Strafzettel ausstellen, Radarkontrollen durchführen, Unfälle protokollieren. Das sind typische Aufgaben im Videospiel „Police Simulator: Patrol Officers“ (oder PS:PO), das uns als Streifenpolizist*in in die Strassen der fiktiven US-amerikanischen Stadt Brighton schickt.
Unheroisch und recht gemächlich wirken diese Zielvorgaben im Vergleich zu denen vieler anderer Videospiele. Der Düsseldorfer Vertreiber astragon Entertainment, der das in München entwickelte PS:PO weltweit verkauft, reiht den Titel in seine Produktpalette von „Working Simulation Games“ ein – dazu gehören auch ein Tram‑, ein Landwirtschafts- und ein Baustellensimulator. Mit seinen Produkten ist der Vertreiber sehr erfolgreich, allein PS:PO brachte bis heute einen Umsatz von knapp 10 Millionen Euro ein. Das Spiel wurde über eine halbe Million Mal verkauft.

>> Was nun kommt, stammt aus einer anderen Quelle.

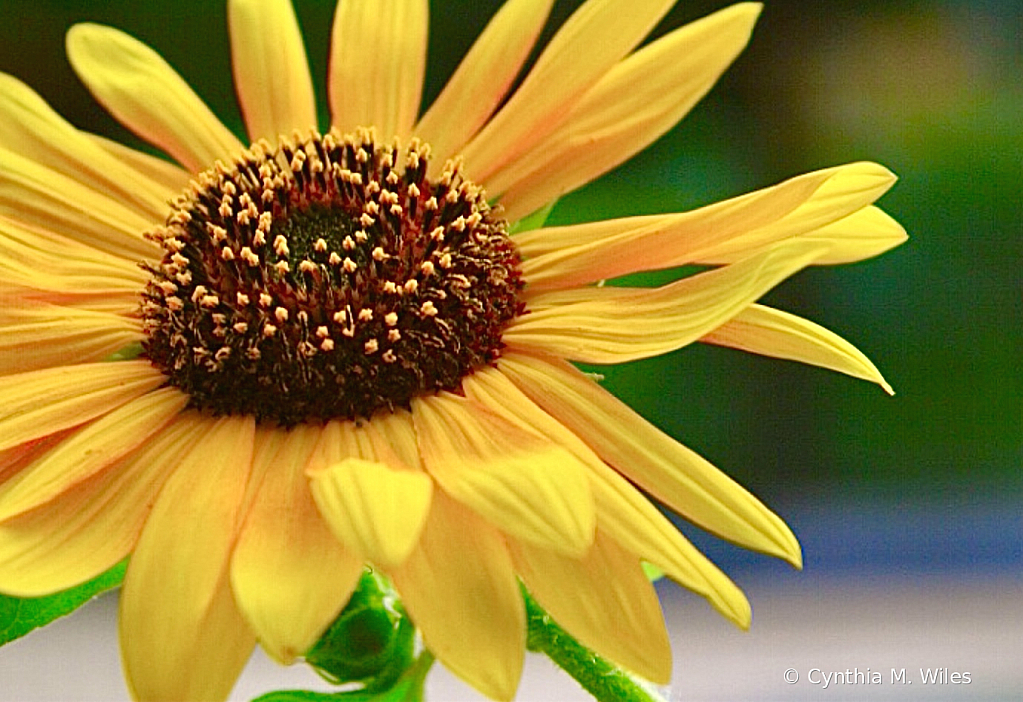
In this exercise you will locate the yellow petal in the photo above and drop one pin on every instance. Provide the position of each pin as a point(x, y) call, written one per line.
point(181, 634)
point(593, 39)
point(375, 510)
point(93, 525)
point(46, 336)
point(654, 461)
point(483, 78)
point(71, 395)
point(32, 129)
point(522, 483)
point(460, 590)
point(773, 333)
point(145, 94)
point(622, 512)
point(636, 101)
point(290, 575)
point(722, 232)
point(90, 450)
point(604, 600)
point(33, 194)
point(377, 60)
point(617, 324)
point(271, 73)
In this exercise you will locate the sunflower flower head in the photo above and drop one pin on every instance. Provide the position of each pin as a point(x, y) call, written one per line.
point(350, 354)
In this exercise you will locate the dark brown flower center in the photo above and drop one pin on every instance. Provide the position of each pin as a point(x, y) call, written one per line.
point(327, 277)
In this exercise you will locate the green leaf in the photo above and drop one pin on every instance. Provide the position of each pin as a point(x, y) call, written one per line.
point(18, 616)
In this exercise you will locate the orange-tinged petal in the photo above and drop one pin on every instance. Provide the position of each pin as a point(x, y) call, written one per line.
point(32, 129)
point(622, 512)
point(658, 464)
point(90, 450)
point(377, 60)
point(636, 101)
point(181, 634)
point(483, 78)
point(145, 94)
point(524, 484)
point(271, 73)
point(47, 336)
point(461, 591)
point(288, 573)
point(74, 394)
point(722, 232)
point(773, 333)
point(93, 525)
point(375, 510)
point(617, 324)
point(593, 39)
point(604, 600)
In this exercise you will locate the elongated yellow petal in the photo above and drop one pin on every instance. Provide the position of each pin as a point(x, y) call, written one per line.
point(773, 333)
point(145, 94)
point(525, 485)
point(483, 78)
point(375, 510)
point(377, 60)
point(46, 336)
point(74, 394)
point(290, 575)
point(93, 525)
point(617, 324)
point(636, 101)
point(670, 472)
point(171, 176)
point(604, 600)
point(723, 232)
point(271, 73)
point(33, 194)
point(90, 450)
point(592, 40)
point(32, 129)
point(622, 512)
point(181, 634)
point(461, 591)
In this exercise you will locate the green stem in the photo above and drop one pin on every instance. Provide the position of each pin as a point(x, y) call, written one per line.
point(599, 677)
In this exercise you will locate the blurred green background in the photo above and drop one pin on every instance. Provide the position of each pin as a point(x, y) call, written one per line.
point(931, 89)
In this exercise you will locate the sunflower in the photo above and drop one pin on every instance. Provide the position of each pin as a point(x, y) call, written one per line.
point(261, 367)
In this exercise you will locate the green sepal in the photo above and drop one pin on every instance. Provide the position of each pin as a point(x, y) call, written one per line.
point(18, 616)
point(370, 643)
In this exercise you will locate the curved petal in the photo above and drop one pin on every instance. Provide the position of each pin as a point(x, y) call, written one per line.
point(773, 333)
point(47, 336)
point(604, 600)
point(181, 634)
point(654, 461)
point(722, 232)
point(90, 450)
point(145, 94)
point(271, 73)
point(593, 39)
point(93, 525)
point(74, 395)
point(483, 78)
point(375, 510)
point(617, 324)
point(461, 591)
point(32, 129)
point(377, 61)
point(622, 512)
point(636, 101)
point(290, 575)
point(524, 484)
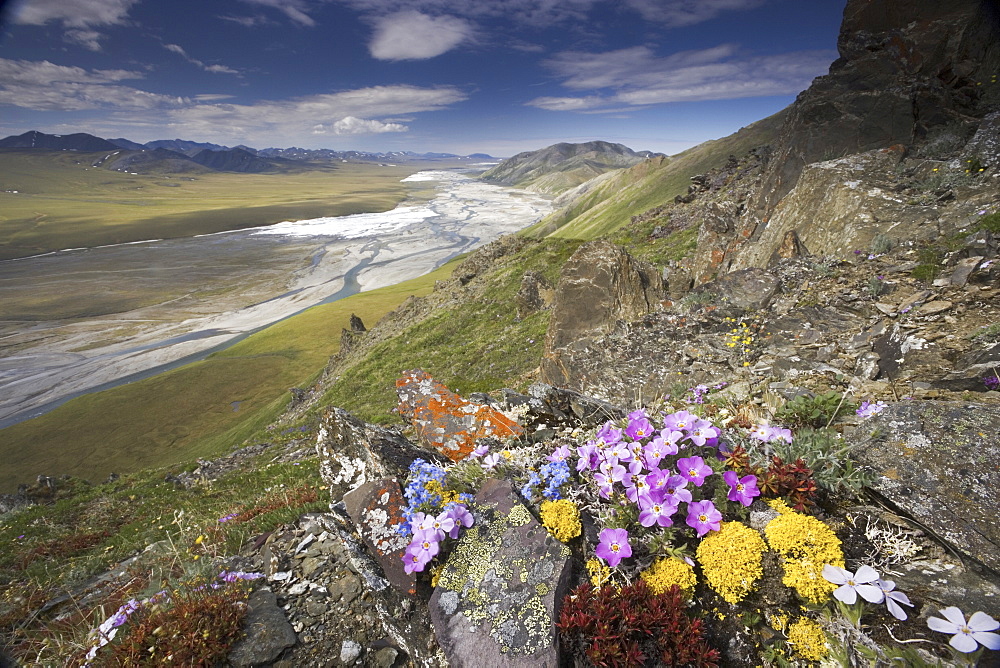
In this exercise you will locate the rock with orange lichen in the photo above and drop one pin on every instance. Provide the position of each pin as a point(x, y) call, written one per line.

Laut Eigenwerbung auf der Website von astragon Entertainment zeichnen sich die Arbeitssimulatoren „durch gewaltfreies kooperatives Gameplay in äusserst detaillierten, technischen und realistischen Spielumgebungen“ aus. Realismus scheint hier zu meinen, dass nicht eine fiktive Handlung in diesen Spielen im Vordergrund steht – sondern das Handeln selbst in Berufen, die für die breite Gesellschaft ein Wiedererkennungspotenzial aufweisen.
Dabei werden durch die Spielgestaltung bestimmte gesellschaftliche Vorstellungen von diesen Berufen vermittelt – beziehungsweise bereits verankerte reproduziert.

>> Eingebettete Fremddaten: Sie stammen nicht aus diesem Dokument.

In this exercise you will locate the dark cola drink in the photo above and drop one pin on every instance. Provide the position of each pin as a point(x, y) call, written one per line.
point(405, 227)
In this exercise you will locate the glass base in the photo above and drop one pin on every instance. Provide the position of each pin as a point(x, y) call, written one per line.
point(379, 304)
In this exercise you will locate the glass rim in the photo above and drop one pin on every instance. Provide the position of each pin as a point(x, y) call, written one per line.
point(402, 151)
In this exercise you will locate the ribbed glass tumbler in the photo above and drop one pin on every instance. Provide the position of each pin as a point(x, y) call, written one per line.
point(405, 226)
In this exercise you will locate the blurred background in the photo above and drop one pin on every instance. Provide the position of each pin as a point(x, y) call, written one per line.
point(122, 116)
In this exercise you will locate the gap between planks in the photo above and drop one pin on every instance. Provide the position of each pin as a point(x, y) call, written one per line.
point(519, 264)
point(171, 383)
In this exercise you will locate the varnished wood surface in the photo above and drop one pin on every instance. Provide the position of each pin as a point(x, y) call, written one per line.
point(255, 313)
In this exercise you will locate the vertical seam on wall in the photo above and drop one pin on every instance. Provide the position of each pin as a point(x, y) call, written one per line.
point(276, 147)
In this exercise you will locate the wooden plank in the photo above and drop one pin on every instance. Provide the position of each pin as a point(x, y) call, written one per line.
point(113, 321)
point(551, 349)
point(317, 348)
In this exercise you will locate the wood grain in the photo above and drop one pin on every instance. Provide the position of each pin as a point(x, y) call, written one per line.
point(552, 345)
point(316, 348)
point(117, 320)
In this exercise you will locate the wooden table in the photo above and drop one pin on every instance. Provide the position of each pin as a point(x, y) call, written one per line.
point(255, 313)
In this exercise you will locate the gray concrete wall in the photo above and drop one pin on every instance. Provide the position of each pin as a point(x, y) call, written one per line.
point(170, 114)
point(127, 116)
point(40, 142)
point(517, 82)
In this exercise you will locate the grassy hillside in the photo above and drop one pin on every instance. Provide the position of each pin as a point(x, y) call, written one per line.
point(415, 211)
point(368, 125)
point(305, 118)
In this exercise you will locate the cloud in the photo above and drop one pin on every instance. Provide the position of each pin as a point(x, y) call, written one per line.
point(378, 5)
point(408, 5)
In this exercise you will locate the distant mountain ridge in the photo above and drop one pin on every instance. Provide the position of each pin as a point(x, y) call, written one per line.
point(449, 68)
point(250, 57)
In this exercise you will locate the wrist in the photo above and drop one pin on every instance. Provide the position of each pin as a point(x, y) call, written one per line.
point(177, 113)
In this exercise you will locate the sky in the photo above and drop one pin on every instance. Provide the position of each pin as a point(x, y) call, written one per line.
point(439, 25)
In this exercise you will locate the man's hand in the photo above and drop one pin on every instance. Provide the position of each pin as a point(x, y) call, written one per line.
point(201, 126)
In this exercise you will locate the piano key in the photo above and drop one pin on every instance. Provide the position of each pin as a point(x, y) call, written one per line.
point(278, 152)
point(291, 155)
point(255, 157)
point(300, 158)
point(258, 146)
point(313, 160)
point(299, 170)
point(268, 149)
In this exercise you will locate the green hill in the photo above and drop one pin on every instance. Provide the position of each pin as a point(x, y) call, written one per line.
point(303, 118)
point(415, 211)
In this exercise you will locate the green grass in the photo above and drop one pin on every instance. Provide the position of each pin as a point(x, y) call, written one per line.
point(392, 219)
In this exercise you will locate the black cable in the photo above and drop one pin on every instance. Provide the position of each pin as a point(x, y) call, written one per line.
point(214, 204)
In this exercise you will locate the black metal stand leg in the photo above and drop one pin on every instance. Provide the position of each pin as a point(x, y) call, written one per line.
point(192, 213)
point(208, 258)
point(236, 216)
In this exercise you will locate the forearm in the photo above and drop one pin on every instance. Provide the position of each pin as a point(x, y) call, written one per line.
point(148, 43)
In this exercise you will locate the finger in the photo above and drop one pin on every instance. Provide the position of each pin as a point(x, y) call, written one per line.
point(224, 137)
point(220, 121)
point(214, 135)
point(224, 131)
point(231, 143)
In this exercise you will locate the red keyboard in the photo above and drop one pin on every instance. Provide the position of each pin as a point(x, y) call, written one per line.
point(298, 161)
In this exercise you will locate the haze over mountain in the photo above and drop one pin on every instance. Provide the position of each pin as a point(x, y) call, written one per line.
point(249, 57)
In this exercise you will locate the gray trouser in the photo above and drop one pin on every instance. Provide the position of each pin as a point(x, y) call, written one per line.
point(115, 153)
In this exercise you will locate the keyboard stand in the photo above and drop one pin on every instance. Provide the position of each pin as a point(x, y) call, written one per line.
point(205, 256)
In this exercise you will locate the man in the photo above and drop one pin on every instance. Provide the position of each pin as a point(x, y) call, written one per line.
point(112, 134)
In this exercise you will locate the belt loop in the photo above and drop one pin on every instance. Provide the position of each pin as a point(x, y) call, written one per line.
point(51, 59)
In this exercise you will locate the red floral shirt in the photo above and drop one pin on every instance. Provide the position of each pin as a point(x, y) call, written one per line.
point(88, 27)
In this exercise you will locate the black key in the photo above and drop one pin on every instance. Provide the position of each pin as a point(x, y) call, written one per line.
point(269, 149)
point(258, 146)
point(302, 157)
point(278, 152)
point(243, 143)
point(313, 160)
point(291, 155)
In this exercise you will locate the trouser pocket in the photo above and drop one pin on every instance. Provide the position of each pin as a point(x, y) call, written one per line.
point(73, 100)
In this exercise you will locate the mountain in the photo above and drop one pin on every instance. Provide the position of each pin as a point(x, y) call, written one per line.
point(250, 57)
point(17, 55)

Gerade die vermeintlich „realistische“ Simulation von alltäglicher Polizeiarbeit in PS:PO offenbart sich bei genauerer Betrachtung als verklärte Idealisierung, die einerseits Gewalt ausblendet, andererseits gewaltvoller ist, als uns astragon Entertainment glauben lassen möchte.
Gewaltvolle Interaktionen
Gewalt kann auf viele Weisen definiert werden. In PS:PO führt das Zielen mit der Dienstwaffe auf Personen, ohne dass ein „hinreichender Verdacht“ vorliegt, zum Game Over und der Text „Du hast polizeiliche Gewalt angewandt“ wird eingeblendet. Das impliziert, dass das Ziehen der Dienstwaffe mit hinreichendem Verdacht niemals eine gewaltvolle Handlung ist. Und es suggeriert, dass klar zwischen einem gerechtfertigten und ungerechtfertigten Einsatz der Dienstwaffe unterschieden werden kann. Die Spielregeln von PS:PO kennen keine Grauzonen.

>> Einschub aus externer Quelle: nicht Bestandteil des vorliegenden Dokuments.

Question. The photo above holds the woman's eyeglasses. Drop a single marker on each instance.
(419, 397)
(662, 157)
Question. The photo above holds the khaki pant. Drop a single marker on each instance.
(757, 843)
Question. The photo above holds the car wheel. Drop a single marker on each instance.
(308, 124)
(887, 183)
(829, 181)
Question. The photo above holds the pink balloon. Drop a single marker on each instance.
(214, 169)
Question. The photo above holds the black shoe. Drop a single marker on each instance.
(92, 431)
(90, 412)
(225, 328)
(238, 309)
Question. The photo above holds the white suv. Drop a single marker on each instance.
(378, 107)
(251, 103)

Die Beurteilung der Recht- und Verhältnismässigkeit polizeilicher Massnahmen findet aber oft genau in diesen Grauzonen statt – nicht selten unter Ausschluss oder Abwertung der Perspektive Betroffener. Das zeigt die umfangreiche Studie Gewalt im Amt von 2023. Sie belegt, dass nicht nur bei einem Polizeieinsatz, sondern auch bei dessen Bewertung die Polizei als Institution eine Deutungshoheit über die Situation hat – und es oftmals nicht zur Aufarbeitung übermässiger polizeilicher Gewaltanwendung kommt. Demzufolge wird Gewalt in der Studie als körperbezogener sozialer Prozess verstanden, der ein asymmetrisches Verhältnis zwischen (mindestens) zwei Personen produziert.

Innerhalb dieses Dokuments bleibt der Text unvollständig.